With his well-breathing GTO running mid-12's, Gary was enticed but wanted more. After a year of spirited cruising and time trials, he got serious and went to Cartek in Garwood, NJ. for a N/A, 3X head and cam package and stout 3.91 gears. This set-up shaved a second off of his previous best pass and kept Gary grinning for the time being.
By 2008, Gary was bored with his naturally-aspirated GTO's performance. Yearning for big power and lower E.T.'s, he sought the expertise of WM Motorworks in Bethlehem, PA., for the installation of a Magnuson roots-style 112HH supercharger and a more fitting bumpstick. With the blower in place, Gary's manual-shift Goat galloped to 11.0's all day long. There was no turning back now.
Fast forward to the next racing season, and Gary was ready to let the computer assist in shifting duties, having WM Motorworks swap out the stock T56 for a TH400 automatic with a manual valvebody for ultimate control. Frank Lupa at Pro-Formance Transmissions mated the new tranny with a 4500-stall Dynamic torque converter and TCI flexplate. Once in the car, a B&M cooler, a carbon fiber driveshaft, and a safety loop were installed. Now having only to mash the gas pedal, shift at the appropriate RPM's and hold her straight, he ran 10.47 at 128 mph.
With the high-stall speed set-up, street cruising was definitely a thing of the past. Now a true track car, Gary's GTO scorched the drag strip until 2011 when after a close pit inspection, a cracked block was discovered.
Seeking options, Gary took his wounded Goat to Doug Ring at East Coast Supercharging in Cream Ridge, NJ. where an LS3 mill from a C6 Corvette was sourced for replacement.
Aware of the GTO's track allocation and supercharged power, it was decided to bore the 376ci. LS3, to achieve a total displacement of 416 cubic inches. At this point it was "no more Mister Nice Guy," as Gary was intent on building a 9-second track wolf in Goats clothing.

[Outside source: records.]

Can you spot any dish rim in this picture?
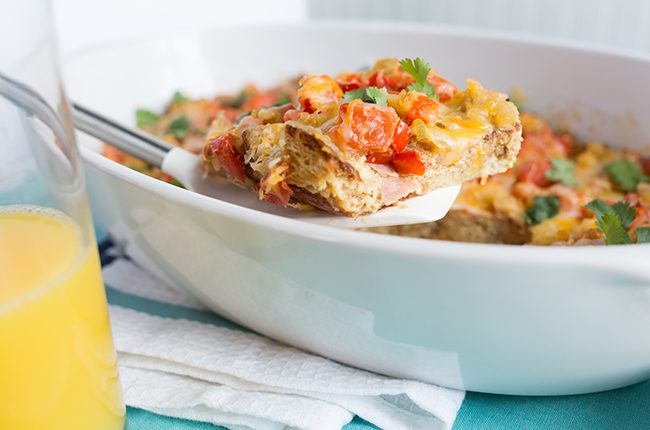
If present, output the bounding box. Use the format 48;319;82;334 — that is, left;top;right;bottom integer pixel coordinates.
71;20;650;268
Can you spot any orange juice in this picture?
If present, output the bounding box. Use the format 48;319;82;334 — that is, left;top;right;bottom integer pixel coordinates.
0;206;125;430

The 416's rotating assembly consists of all forged components; including a Callies Compstar crankshaft, Manley flat-top pistons and R&R Racing Products connecting rods. Oiling the wild Goat is a Melling high volume pump with the stock pan.
Changing the camshaft for the third time, a Comp Cams ECS Big Blower hydraulic stick with a 230/236 duration at .050 .572/.578 lift and a 115 LSA was chosen for its supercharger compatibility.
The cylinder heads are Precision Race Components (PRC) Stage 2.5 CNC aluminum pieces; fitted with stainless steel 2.02 intake and 1.575 exhaust valves, pumping air into the 10.1 compression. Completing the top end are Comp Cams hardened pushrods and the stock LS2 1.7 ratio rocker arms.
Feeding fuel to the blown 416 are huge 1000cc (95lb.) Injector Dynamics squirters, drawing C16 race gas from a Lonnies in-tank double-pumper with an Aeromotive A1000 regulator operating at 60psi. Air is drawn through a Holley 90mm cable operated TB, and into the stock LS2 intake manifold. Gary relies on Hendrix Engineering wires, NGK plugs, and stock coils to provide spark.
With the new powerplant in place, Gary used the rest of 2012 to test and tune his Goat's track performance. With his larger displacement GTO still running mid-tens, he was left a little puzzled. After some Q&A with Doug at ECS, the small blower's 10-lbs. of boost proved inefficient for the new 416ci motor.
The moment of truth had come, as a Paxton Novi 2500-series centrifugal supercharger with 25lbs. of boost replaced the Magnuson unit. ECS installed the massive blower creating a custom one-off set-up with modified Corvette bracketry.